I was taken by the movie. Throughout it, I wanted to know what happens next. Not because it sends you to the edge of your seat, pumping you up for the next twist, but because you’re too invested in the characters. Those expecting a Bourne kind of movie would find themselves watching a different movie altogether; something closer in tone to A Mighty Heart than 24. Traitor is not about a super-agent stopping a terrorist cell, but about a humble man of God torn between his faith and his duty.

Those who have seen the Showtime mini-series Sleeper Cell from a couple of years back would find Traitor’s premise very familiar. That’s because they’re exactly the same, both concerning a devout Muslim agent of the United States government strenuously fighting his own inner conflict when he has to go undercover in a sleeper cell. Don Cheadle stars as Samir Horn, a Sudanese-born who witnessed his father killed by a car bomb at the age of twelve. Moving to Chicago soon after, he grew up and joined Special Ops. While fighting alongside the Mujahideen, Samir got in touch with his Islamic roots and disappeared. That is, until they are now the enemy and the FBI tags Samir as a high-value terrorist connected to a series of bombings in Europe. Hot on his trail is Agent Clayton (Guy Pearce), who starts to question if there’s more to Samir than just a traitor and a terrorist.

Despite the silliness of the terrorist schemes and the utter preposterousness of the resolution at the end regarding a synchronized attack on US soil, Traitor is noteworthy for giving us a very sympathetic look at the humans behind the evil facade of terrorism. Of course, it still indulges in scare tactics, convincing us that sleeper agents are undetectable and unsuspecting—the four we follow in this movie: a picket-fence suburbanite, a pretty young college student, a rancher family man, and a pierced hipster Barista. Whodathunk? The real insight is in the cell leader, a swanky borguise who breaks Islamic code by drinking alcohol and eating pork, claiming that it’s necessary to maintain cover; all the while, young people die for his cause.
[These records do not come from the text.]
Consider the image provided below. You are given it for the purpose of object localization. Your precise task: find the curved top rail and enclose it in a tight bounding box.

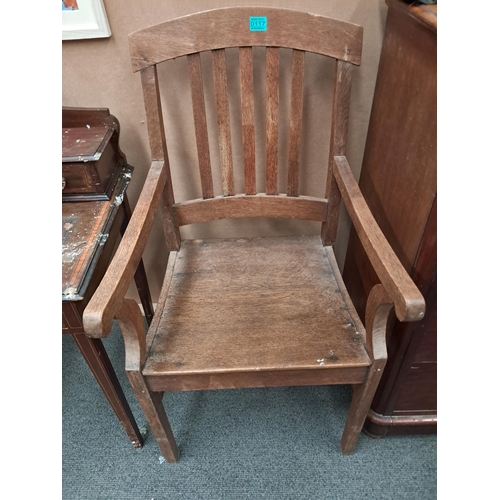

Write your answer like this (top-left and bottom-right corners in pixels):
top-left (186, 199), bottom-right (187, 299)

top-left (129, 7), bottom-right (363, 72)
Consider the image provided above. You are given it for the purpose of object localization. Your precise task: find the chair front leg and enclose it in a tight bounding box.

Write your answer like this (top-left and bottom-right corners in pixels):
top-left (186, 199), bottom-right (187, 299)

top-left (116, 299), bottom-right (179, 462)
top-left (340, 285), bottom-right (392, 455)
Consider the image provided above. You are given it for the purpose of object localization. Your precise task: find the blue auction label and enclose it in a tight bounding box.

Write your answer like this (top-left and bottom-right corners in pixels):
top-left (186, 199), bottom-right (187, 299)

top-left (249, 16), bottom-right (267, 31)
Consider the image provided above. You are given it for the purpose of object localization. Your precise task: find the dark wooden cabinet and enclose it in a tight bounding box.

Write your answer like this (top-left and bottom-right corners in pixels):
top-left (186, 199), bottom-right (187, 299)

top-left (342, 0), bottom-right (437, 436)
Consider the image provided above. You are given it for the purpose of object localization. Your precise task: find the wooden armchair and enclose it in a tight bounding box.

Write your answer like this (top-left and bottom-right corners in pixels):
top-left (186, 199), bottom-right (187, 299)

top-left (83, 7), bottom-right (425, 462)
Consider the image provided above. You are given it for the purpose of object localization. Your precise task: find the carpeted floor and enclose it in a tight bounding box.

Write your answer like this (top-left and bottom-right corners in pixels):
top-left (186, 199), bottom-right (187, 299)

top-left (62, 322), bottom-right (437, 499)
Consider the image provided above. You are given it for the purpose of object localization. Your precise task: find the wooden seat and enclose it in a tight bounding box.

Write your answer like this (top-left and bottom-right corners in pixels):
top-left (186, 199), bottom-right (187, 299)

top-left (143, 236), bottom-right (371, 388)
top-left (83, 7), bottom-right (425, 462)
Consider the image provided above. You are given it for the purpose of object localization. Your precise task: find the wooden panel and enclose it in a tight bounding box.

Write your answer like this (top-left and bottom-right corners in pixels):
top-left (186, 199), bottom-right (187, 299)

top-left (129, 7), bottom-right (363, 72)
top-left (62, 163), bottom-right (95, 194)
top-left (239, 47), bottom-right (256, 195)
top-left (142, 236), bottom-right (370, 379)
top-left (265, 47), bottom-right (279, 194)
top-left (392, 363), bottom-right (437, 413)
top-left (172, 194), bottom-right (328, 226)
top-left (212, 49), bottom-right (235, 196)
top-left (147, 367), bottom-right (367, 392)
top-left (286, 49), bottom-right (305, 197)
top-left (62, 107), bottom-right (113, 128)
top-left (321, 60), bottom-right (354, 245)
top-left (388, 0), bottom-right (437, 32)
top-left (344, 5), bottom-right (436, 283)
top-left (188, 53), bottom-right (214, 199)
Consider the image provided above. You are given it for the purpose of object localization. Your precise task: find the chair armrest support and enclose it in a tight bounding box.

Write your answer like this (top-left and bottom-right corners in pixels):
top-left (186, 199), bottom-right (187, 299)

top-left (83, 160), bottom-right (167, 338)
top-left (332, 155), bottom-right (425, 322)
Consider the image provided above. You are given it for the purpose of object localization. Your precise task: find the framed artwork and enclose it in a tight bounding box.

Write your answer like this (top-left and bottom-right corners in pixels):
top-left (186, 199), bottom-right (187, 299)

top-left (62, 0), bottom-right (111, 40)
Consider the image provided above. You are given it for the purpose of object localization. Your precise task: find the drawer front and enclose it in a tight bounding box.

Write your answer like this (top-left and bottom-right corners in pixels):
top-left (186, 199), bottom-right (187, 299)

top-left (62, 162), bottom-right (101, 194)
top-left (392, 363), bottom-right (437, 414)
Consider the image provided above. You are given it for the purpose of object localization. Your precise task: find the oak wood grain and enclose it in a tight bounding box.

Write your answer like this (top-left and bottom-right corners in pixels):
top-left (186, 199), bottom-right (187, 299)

top-left (129, 7), bottom-right (363, 72)
top-left (325, 246), bottom-right (366, 346)
top-left (212, 49), bottom-right (235, 196)
top-left (172, 194), bottom-right (328, 226)
top-left (265, 47), bottom-right (279, 195)
top-left (239, 47), bottom-right (256, 195)
top-left (286, 49), bottom-right (305, 197)
top-left (117, 299), bottom-right (147, 372)
top-left (140, 66), bottom-right (167, 162)
top-left (145, 251), bottom-right (178, 354)
top-left (142, 236), bottom-right (370, 380)
top-left (188, 53), bottom-right (214, 199)
top-left (321, 60), bottom-right (353, 245)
Is it any different from the politics we know?

It is the Samir Horn character that breaks Traitor out of its conventional thriller mold—which, all said and done, plays exactly like every other undercover cop movie from The Departed to Donnie Brasco—because he’s not just unwaveringly Muslim, but also Sudanese before American. Hunted, antagonized and trapped, Samir still nevertheless risks body and soul to fulfill his duty to a country he wasn’t even born in. Traitor reminds that America was never a culture in itself, but a collection of contributing immigrants from all over that band together and survive together.